Malgré sa faible participation électorale, la jeunesse québécoise est de plus en plus engagée politiquement.
Étudiante de 19 ans au Cégep de l’Outaouais, Stéphanie Roux voit une corrélation directe entre son engagement et son amour pour le Québec. « J’aime le Québec, j’aime être au courant de toute l’actualité en lien avec d’où je viens et en lien avec mon identité québécoise », déclare-t-elle fièrement.
Saad Assabar, étudiant à l’Université Laval ayant participé à plusieurs éditions du Parlement étudiant du Québec, perçoit l’engagement politique comme un geste d’affirmation démocratique. « Si c’est quelque chose à laquelle on ne s’intéresse pas, on autorise d’autres personnes à prendre des décisions à notre place », déclare l’étudiant au baccalauréat en génie logiciel.

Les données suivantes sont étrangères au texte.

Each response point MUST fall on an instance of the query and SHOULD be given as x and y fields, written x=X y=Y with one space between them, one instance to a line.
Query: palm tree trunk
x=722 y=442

Les causes politiques qui touchent les jeunes sont variées. Arno Ménard, vendeur de 20 ans, et Saad Assabar se préoccupent de la hausse du coût de la vie et de la qualité de l’éducation. Rafaëlle Létourneau, étudiante en communication, politique et société à l’UQAM, et Stéphanie Roux aimeraient quant à elles voir plus de gestes concrets pour l’environnement, sempiternel cheval de bataille de leur génération.
Jugées conservatrices par les jeunes rencontré(e)s par le Montréal Campus, les positions du gouvernement Legault sur la plupart de ces enjeux ne leur inspirent guère espoir. Saad Assabar estime que certains sujets polarisants comme l’immigration reçoivent une attention négative exagérée des politicien(ne)s québécois(es). Cette attention créerait un sentiment péjoratif envers les nouveaux et nouvelles arrivant(e)s.
Difficile à motiver
L’engagement politique des 15-35 ans est à la hausse par rapport à 2013, d’après une étude de l’Institut de la statistique du Québec, réalisée en 2020. Dans cette tranche d’âge, les 15-24 ans sont plus engagé(e)s politiquement que les 25-35 ans. Cet engagement s’exprime notamment par leur participation à des manifestations et par la signature de pétitions.
Ces informations ne surprennent pas Stéphanie Gaudet, professeure et directrice du Centre interdisciplinaire de recherche sur la citoyenneté et les minorités à l’Université d’Ottawa. Elle avance que la grande majorité des jeunes se préoccupent de la politique, même s’ils et elles n’en sont pas conscient(e)s. « Quand ils s’intéressent aux enjeux environnementaux, au racisme, aux inégalités sociales, de logement social : c’est de la politique. Mais ils s’intéressent moins à la politique électorale », explique la spécialiste en participation sociale et politique.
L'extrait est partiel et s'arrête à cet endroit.